Blaise Pascal said this: “What is it then that this desire and this inability proclaim to us, but that there was once in man a true happiness of which there now remain to him only the mark and empty trace, which he in vain tries to fill from all his surroundings, seeking from things absent the help he does not obtain in things present? But these are all inadequate, because the infinite abyss can only be filled by an infinite and immutable object, that is to say, only by God Himself.” (Pensees 7.425) In short, the God-shaped hole in our heart aches. We try to fill it with so many things, when only God fits. Isn’t part of the struggle with simplicity trying to shove something, often with force, into that God-shaped void? I think greater simplicity would be automatic if we’d stop shoving. Letting God be all He wants to be in our lives is so simple. Not easy, mind you. But so, so simple.
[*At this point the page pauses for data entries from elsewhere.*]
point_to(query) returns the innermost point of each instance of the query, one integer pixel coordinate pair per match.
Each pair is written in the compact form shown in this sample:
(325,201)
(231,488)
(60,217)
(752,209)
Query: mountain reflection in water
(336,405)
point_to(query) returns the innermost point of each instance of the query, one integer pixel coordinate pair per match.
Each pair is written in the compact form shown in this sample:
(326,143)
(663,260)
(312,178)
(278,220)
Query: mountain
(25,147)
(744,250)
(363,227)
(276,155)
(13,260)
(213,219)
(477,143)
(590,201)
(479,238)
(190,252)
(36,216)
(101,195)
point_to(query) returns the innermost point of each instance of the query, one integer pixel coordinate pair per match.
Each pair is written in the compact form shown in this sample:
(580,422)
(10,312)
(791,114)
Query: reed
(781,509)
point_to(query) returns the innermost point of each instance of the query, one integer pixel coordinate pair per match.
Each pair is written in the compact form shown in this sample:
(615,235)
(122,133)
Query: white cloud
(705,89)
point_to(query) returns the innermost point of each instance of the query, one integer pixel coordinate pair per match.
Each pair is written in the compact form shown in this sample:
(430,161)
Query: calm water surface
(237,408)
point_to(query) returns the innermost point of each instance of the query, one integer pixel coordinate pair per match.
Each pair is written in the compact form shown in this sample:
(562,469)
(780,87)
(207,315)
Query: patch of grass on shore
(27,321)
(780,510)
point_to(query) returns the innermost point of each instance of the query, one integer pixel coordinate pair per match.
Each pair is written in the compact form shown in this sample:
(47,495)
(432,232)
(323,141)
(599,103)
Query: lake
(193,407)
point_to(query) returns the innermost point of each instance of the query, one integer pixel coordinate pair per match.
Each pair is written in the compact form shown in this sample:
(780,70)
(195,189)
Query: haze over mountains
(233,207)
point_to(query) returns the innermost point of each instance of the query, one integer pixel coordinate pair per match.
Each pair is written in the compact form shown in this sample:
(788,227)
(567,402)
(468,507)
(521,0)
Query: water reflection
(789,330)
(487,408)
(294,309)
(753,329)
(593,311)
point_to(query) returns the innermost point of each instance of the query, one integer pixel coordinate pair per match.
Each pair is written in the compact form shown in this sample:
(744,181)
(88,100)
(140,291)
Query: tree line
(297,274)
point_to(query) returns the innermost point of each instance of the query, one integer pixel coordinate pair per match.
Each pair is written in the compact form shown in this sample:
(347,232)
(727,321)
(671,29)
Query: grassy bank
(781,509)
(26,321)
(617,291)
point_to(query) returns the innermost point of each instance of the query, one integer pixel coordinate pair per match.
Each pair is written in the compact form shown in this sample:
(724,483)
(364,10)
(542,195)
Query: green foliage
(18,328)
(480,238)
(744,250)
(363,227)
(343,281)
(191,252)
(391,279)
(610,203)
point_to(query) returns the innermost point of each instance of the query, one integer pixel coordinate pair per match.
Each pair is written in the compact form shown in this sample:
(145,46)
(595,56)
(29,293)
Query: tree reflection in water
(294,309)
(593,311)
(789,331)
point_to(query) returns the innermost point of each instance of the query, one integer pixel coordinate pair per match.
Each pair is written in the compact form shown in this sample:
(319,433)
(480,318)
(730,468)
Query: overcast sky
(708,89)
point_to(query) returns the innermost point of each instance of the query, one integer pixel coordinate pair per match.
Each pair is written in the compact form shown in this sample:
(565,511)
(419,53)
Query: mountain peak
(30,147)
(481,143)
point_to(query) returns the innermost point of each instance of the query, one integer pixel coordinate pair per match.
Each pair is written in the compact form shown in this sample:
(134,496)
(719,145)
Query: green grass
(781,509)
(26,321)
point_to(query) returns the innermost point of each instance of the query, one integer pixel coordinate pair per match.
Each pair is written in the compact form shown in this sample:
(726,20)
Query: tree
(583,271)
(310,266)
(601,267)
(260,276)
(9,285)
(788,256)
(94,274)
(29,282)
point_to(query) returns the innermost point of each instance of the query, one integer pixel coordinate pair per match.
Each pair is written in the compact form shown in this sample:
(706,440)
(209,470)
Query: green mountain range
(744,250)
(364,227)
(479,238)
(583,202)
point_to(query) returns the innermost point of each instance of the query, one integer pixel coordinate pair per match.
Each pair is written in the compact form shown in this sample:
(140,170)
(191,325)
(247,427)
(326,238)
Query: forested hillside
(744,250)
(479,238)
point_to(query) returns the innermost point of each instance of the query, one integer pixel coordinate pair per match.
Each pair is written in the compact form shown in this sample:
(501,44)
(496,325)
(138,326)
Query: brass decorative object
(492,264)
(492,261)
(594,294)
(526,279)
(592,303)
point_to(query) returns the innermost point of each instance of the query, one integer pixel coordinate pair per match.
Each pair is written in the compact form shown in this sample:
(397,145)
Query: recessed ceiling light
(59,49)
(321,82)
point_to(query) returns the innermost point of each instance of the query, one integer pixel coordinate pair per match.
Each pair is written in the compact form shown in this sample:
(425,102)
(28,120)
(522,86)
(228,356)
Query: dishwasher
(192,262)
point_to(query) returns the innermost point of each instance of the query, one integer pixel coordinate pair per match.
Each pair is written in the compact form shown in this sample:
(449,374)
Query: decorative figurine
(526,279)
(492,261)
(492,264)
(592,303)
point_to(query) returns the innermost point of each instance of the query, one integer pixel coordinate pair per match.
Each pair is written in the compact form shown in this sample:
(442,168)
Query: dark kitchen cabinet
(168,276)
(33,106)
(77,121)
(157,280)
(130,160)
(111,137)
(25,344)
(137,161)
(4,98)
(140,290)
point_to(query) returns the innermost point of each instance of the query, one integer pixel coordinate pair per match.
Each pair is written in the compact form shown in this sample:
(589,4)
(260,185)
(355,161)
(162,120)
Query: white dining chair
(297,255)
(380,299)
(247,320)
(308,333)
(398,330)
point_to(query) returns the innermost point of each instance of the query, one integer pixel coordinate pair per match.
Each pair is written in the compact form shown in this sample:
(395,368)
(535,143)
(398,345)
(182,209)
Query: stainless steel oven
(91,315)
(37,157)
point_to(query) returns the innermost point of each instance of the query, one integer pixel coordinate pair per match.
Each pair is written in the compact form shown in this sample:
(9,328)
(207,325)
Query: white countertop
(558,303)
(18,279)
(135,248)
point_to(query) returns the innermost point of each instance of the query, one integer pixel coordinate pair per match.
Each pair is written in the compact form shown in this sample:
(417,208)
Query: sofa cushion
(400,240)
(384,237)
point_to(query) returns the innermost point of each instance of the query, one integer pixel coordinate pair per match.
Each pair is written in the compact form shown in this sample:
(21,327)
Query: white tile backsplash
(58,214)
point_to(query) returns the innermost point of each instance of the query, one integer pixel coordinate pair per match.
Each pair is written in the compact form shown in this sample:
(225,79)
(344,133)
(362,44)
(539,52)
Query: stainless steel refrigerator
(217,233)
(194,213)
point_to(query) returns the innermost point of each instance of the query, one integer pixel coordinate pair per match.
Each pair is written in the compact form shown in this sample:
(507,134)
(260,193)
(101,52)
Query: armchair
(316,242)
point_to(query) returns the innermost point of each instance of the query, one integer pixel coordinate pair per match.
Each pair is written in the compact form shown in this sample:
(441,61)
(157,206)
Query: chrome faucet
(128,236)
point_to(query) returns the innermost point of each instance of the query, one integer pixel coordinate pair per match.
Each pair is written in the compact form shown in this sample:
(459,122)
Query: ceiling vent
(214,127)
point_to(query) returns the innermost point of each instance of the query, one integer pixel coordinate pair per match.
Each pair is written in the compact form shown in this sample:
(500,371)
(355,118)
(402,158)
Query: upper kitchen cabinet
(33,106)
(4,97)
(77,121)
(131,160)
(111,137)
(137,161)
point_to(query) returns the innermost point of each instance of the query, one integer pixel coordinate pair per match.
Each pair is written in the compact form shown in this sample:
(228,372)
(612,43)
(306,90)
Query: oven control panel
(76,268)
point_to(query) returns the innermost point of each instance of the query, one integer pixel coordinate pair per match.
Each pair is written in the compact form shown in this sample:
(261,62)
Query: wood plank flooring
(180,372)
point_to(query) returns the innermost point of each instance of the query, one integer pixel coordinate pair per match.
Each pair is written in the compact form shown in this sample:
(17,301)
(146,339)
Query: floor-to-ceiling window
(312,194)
So there’s a lot to work through here. And we know where we stand on this. It’s pretty easy to self-evaluate.

A couple quotes:

“All of us, deep down, know that the meaning of life is just one word, and all of us, deep down, know what word that is.” (Peter Kreeft)

“If you continue to love Jesus, nothing much can go wrong with you, and I hope you may always do so.” (C.S. Lewis)

This week I’m going to pray for eyes to see what God has for me here, and also for a willingness and resolve to put it into practice.